Operational Excellence & Incident Management
- Reliability & Resilience: Implement best practices for graceful degradation, retries, circuit breakers, and auto-scaling.
- Incident Response & On-Call Management: Define SLAs/SLIs/SLOs, set up robust alerting & escalation processes for incident handling.
- Postmortems & RCA (Root Cause Analysis): Lead post-incident analysis, drive corrective actions, and improve system reliability.
- Observability & Monitoring: Define and implement logging, monitoring, and distributed tracing using Prometheus, OpenTelemetry, Grafana, Datadog.
Performance Optimization & Security
- Performance Tuning: Diagnose and optimize latency, throughput, and memory utilization for large-scale distributed systems.
- Multithreading & Concurrency: Design and implement highly concurrent, multithreaded backend services for parallel processing.
- Database & Storage Optimization: Improve performance of SQL (PostgreSQL, MySQL) and NoSQL (Cassandra, DynamoDB, Redis, MongoDB) solutions.
- Security & Compliance: Implement API security, authentication, authorization, and ensure compliance with SOC2, ISO 27001, PCI DSS.

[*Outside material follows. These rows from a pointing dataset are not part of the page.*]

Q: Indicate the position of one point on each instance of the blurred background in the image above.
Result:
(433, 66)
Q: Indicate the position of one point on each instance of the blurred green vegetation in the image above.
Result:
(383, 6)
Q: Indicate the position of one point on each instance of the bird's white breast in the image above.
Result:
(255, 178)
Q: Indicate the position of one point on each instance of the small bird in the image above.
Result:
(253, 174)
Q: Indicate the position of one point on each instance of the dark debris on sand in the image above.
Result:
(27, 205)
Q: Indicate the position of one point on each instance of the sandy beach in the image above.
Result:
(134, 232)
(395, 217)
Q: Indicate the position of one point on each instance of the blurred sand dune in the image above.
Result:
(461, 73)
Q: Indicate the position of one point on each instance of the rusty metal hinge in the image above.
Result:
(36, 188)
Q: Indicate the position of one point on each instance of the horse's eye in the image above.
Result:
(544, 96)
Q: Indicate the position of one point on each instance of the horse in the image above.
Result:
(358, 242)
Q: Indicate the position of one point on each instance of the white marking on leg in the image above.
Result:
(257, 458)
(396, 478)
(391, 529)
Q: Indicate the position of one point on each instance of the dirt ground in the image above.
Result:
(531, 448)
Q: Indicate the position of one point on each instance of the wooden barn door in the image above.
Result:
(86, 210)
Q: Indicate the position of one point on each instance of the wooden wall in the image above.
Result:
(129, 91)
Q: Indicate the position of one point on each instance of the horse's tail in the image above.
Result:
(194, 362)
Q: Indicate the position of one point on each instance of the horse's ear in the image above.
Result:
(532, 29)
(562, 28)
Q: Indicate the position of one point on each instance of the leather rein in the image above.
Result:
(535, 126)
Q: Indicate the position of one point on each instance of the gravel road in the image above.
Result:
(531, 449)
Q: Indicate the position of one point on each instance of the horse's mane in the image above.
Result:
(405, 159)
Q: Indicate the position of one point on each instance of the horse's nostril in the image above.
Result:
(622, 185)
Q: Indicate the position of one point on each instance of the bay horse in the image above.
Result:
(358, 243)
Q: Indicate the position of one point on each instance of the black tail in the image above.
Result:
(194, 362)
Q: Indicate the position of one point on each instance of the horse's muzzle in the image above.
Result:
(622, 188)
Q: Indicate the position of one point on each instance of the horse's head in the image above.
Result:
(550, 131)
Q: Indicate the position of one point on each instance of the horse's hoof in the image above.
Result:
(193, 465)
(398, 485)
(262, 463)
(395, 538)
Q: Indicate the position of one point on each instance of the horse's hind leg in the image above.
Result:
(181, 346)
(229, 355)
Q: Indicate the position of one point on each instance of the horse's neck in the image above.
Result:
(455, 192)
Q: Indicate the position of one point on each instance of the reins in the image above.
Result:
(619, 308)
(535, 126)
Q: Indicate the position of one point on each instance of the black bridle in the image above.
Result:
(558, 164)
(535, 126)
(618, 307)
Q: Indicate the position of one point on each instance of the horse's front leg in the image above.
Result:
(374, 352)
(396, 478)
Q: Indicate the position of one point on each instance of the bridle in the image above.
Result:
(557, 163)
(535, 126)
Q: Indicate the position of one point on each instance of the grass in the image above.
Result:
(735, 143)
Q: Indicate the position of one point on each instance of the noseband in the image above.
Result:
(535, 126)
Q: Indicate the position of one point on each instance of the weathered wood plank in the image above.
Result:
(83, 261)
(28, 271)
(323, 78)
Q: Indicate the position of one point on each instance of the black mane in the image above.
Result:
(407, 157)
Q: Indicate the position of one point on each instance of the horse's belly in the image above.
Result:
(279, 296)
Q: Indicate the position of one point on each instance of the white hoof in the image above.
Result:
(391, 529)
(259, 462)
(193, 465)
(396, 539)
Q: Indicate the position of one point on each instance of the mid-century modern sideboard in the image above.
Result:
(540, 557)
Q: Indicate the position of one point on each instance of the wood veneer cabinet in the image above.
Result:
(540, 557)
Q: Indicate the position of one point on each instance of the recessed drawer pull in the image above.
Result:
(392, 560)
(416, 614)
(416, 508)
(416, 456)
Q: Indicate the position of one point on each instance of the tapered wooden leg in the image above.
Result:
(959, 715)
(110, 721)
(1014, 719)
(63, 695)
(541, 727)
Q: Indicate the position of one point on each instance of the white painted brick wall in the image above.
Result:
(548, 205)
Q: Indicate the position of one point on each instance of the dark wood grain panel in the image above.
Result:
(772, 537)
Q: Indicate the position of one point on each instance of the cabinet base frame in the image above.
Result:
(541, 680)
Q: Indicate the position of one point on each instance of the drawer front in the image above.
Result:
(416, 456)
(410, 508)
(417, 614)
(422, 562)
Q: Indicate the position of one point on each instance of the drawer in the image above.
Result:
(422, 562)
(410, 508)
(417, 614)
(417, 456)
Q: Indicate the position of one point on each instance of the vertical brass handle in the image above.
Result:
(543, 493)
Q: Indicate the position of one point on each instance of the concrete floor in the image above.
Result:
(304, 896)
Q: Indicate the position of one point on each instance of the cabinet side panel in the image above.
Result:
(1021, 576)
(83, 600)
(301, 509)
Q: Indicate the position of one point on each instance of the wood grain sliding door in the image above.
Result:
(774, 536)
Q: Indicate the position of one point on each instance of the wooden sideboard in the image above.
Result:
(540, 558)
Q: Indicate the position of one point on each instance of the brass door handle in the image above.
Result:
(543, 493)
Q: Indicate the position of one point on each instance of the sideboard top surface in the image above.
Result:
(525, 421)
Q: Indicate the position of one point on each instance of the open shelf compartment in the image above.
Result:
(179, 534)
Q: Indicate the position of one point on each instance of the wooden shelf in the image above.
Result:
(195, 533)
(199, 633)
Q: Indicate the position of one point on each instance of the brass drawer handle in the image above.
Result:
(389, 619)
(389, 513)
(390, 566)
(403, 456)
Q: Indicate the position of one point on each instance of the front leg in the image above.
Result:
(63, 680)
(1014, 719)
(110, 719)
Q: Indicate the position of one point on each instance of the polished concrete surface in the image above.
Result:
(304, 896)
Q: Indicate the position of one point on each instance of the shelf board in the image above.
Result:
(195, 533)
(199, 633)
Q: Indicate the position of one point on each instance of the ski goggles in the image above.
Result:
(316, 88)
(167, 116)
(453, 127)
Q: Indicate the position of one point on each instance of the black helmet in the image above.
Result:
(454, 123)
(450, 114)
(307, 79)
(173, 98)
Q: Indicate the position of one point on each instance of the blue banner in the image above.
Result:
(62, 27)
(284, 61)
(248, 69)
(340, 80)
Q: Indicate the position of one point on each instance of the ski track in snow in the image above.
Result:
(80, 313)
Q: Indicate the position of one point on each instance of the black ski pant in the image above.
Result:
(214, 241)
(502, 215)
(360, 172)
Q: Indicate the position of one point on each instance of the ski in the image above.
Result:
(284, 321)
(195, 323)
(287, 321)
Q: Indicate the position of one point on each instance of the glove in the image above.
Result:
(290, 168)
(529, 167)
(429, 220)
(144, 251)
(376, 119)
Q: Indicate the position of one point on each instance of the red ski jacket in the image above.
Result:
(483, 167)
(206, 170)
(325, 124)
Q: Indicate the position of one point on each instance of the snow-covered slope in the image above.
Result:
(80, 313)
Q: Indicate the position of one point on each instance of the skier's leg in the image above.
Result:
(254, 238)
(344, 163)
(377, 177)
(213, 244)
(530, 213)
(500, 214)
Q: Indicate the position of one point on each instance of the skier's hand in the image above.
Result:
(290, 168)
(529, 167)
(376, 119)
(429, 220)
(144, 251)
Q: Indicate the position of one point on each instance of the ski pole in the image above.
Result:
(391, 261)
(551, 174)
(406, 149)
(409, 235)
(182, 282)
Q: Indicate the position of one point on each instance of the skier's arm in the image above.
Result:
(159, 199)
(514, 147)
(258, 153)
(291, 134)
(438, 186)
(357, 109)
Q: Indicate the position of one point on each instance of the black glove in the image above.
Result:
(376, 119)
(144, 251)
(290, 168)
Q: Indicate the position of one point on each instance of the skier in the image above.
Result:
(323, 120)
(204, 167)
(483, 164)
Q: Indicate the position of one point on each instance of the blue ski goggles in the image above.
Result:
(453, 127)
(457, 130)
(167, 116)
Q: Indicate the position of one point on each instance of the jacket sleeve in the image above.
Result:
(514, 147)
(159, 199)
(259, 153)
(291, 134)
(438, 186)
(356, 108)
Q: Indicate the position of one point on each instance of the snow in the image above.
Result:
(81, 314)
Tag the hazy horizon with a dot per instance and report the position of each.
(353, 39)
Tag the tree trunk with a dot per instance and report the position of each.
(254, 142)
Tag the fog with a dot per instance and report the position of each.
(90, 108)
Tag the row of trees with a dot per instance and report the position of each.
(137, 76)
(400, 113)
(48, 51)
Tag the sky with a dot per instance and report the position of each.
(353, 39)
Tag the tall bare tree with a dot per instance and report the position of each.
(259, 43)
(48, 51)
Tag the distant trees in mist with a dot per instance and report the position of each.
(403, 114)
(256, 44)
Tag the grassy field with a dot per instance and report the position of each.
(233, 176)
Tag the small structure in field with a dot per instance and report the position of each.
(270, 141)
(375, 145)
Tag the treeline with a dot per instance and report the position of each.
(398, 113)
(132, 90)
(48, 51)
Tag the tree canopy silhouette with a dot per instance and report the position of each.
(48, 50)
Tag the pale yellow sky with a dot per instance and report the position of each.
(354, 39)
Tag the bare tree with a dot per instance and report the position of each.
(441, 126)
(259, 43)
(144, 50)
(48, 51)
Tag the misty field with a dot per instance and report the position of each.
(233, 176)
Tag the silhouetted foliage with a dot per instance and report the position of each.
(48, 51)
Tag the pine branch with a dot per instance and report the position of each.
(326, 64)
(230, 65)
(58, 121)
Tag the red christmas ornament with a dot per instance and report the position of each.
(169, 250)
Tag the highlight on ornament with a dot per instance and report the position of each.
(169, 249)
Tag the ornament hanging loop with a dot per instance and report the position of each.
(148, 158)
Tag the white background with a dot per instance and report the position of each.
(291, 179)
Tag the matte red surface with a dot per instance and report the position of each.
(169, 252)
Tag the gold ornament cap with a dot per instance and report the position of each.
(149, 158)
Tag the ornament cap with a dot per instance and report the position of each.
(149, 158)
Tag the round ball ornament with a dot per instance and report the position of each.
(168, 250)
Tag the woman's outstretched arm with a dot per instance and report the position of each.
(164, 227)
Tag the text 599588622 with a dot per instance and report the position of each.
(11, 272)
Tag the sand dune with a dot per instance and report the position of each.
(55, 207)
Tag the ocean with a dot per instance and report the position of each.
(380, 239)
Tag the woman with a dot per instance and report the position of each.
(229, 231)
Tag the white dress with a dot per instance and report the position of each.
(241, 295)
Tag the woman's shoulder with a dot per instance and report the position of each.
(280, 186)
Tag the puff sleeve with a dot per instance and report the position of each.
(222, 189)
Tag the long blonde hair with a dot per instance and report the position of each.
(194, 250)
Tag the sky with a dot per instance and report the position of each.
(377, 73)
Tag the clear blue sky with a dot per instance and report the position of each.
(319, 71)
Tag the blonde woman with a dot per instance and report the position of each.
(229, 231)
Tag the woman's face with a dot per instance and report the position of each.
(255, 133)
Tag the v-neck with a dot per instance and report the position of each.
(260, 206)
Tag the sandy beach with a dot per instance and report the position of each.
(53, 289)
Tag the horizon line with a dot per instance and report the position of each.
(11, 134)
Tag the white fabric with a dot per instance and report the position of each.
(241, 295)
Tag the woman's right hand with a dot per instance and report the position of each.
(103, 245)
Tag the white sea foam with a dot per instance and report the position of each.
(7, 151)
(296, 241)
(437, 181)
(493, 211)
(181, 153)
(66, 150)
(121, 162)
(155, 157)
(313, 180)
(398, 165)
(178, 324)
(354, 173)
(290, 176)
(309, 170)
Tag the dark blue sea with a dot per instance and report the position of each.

Leadership & Collaboration
- Mentorship & Code Reviews: Guide engineers in best practices for platform engineering, microservices, and distributed systems.
- Cross-Team Collaboration: Work with cloud engineering, security, and product engineering teams to align platform capabilities with business needs.
Key Qualifications
- 10+ years of experience in backend platform engineering, distributed systems, and microservices.
- Strong programming expertise in Go, Java, or Python, with a focus on multithreading and concurrency.
- Expertise in Kubernetes, service meshes (Istio, Linkerd), and cloud infrastructure.
- Deep understanding of gRPC, REST APIs, GraphQL, and API performance tuning.
- Hands-on experience with CI/CD and infrastructure automation (Terraform, Pulumi).
- Proven ability to manage production incidents and other operatonal excellence practices.
- Excellent debugging and problem-solving skills in complex, distributed environments.